Die Preise der einheimischen Produkte haben sich insgesamt um 1,6 Prozent erhöht, während jene der Importgüter um 6,7 Prozent gestiegen sind. 2021 hatte die durchschnittliche Jahresteuerung bei plus 0,6 Prozent gelegen, 2020 bei minus 0,7 Prozent.
Mehr gekostet haben 2022 in erster Linie Importgüter wie Brenn- und Heizstoffe. Die Preise für Investitionsgüter wie Möbel stiegen tendenziell stärker als jene für Konsumgüter. Besonders im Bereich Lebensmittel war die Teuerung deutlich geringer als in den meisten europäischen Ländern.

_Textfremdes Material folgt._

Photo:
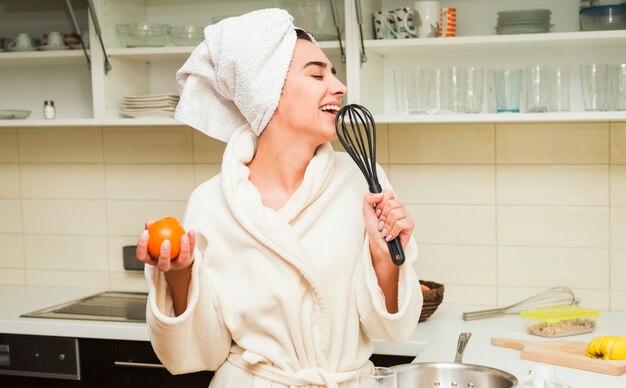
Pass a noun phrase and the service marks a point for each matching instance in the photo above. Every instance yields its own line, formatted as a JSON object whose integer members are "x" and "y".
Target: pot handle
{"x": 460, "y": 346}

Dennoch geben Schweizer Konsumenten zu Protokoll, dass sie teils stark unter der Inflation leiden und Einsparungen planen, wie eine Umfrage der Bank Cler im Dezember ergab.
Mehr zur Inflation
Beispielsweise will rund die Hälfte der Befragten in nächster Zeit auf grössere Anschaffungen verzichten. Für 2023 erwartet die Schweizer Nationalbank gemäss ihrer Prognose vom Dezember eine Teuerungsrate von 2,4 Prozent.